Shunyata

Shunyata (Tib. stong-pa-nyid, Chin. kung),usually translated as "emptiness", "voidness", "nothingness", or even "relativity", is a key technical and philosophical term in the Mahayana Buddhist tradition.
This is a difficult term, usually translated as "Void" or "Emptiness", but sometimes more positively as "Openness". The philosophical nuances of this term are complex. Emptiness must not be understood as simple nihilism (the denial that anything exists), much less as referring to some absolute entity that underlies appearance. Rather, things are "empty" in the sense of lacking independent, persistent existence.
In the Buddhist scholar H. V. Guenther's words: "the technical term shunya indicates the "open dimension of being". The customary translations by "void" or "emptiness", fail to convey the positive content of the Buddhist idea" [1].
While according to T. R. V. Murti [2], the terms shunya and shunyata are used in two allied meanings.
" (a) All phenomena are shunya (void, empty), as they are relative and so lack substantiality and independent reality; they are conditioned by and depenedent on other phenomena (this is the Buddhist theory of Pratitya-samutpanna or "dependent origination") and hence in themselves ultimately unreal.

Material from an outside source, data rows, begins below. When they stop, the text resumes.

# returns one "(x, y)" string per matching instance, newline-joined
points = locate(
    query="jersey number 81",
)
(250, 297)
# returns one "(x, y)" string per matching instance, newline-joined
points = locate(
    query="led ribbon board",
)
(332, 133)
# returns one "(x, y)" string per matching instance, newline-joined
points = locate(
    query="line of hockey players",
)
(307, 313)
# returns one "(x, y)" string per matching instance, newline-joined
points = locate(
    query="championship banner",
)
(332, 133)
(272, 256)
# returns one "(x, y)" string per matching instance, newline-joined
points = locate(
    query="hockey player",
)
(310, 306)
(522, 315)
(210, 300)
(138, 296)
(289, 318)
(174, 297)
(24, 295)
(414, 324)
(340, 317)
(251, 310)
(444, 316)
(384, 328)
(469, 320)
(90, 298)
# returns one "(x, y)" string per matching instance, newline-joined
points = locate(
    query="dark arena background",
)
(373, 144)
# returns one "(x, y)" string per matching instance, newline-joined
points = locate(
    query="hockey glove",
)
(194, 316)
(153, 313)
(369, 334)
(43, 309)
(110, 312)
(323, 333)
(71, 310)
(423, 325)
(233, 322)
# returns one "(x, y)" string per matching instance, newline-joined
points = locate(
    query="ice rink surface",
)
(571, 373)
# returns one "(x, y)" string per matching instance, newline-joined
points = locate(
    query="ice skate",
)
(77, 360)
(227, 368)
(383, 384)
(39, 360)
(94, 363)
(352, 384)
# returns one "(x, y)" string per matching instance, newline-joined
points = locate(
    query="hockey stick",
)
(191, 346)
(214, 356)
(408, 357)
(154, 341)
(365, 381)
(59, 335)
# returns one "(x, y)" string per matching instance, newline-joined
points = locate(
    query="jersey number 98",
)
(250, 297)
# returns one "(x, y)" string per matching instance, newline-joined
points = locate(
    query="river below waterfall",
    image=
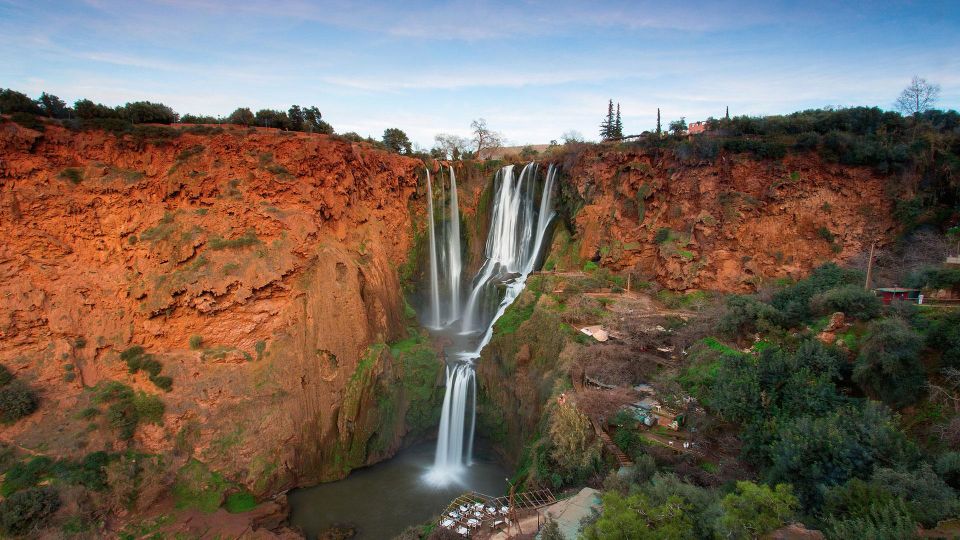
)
(382, 500)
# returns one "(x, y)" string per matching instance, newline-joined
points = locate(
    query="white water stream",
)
(514, 243)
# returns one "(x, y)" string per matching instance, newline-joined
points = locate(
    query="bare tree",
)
(571, 136)
(484, 137)
(452, 146)
(920, 96)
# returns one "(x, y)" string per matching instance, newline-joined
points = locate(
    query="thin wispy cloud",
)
(533, 69)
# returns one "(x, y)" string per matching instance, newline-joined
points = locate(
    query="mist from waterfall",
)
(514, 242)
(434, 280)
(454, 261)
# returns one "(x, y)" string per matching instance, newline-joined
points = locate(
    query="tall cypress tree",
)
(609, 124)
(618, 126)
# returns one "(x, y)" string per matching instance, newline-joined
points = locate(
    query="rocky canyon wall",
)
(258, 267)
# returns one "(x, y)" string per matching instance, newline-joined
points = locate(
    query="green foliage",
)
(396, 141)
(239, 502)
(745, 315)
(271, 118)
(793, 302)
(514, 316)
(928, 499)
(755, 510)
(663, 234)
(242, 116)
(887, 521)
(888, 365)
(12, 102)
(5, 375)
(16, 401)
(852, 300)
(25, 511)
(637, 517)
(162, 382)
(248, 238)
(816, 451)
(137, 360)
(572, 437)
(936, 277)
(126, 408)
(161, 231)
(72, 174)
(943, 335)
(198, 488)
(948, 467)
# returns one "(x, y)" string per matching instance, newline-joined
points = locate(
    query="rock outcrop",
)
(258, 267)
(730, 225)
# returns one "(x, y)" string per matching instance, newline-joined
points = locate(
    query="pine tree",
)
(609, 124)
(618, 125)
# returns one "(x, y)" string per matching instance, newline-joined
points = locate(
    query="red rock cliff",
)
(278, 251)
(727, 226)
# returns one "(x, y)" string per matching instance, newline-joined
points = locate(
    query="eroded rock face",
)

" (b) The Absolute Reality is shunya or shunyata, as it is devoid of empirical forms and thought constructs, no predicate ("is", "not-is", "is and not-is", neither "is nor not-is") can legitamately be applied to it.
For an in-depth philosophical discussion, see Francis Streng, Emptiness: A Study in Religious Meaning (Abingdon Press, 1975) (unfortunately out of print).
Ultimately shunyata is a phenomenological term for the experience of the Absolute Reality. The Absolute Reality is the experience of total freedom from the distortion and limitations of conceptual understanding (vikalpa), it is "empty" or "void" of all such particular characteristics. This Shunyata, according to the great 2nd Century Buddhist dialectician Nagarjuna, can only be described in terms of a paradoxical series of negations. So for example in Absolute Reality (Shunyata) there is neither Movement nor non-Movement nor both Movement and non-Movement nor something other than Movement and non-Movement. Reality embraces all, includes all and transcends all.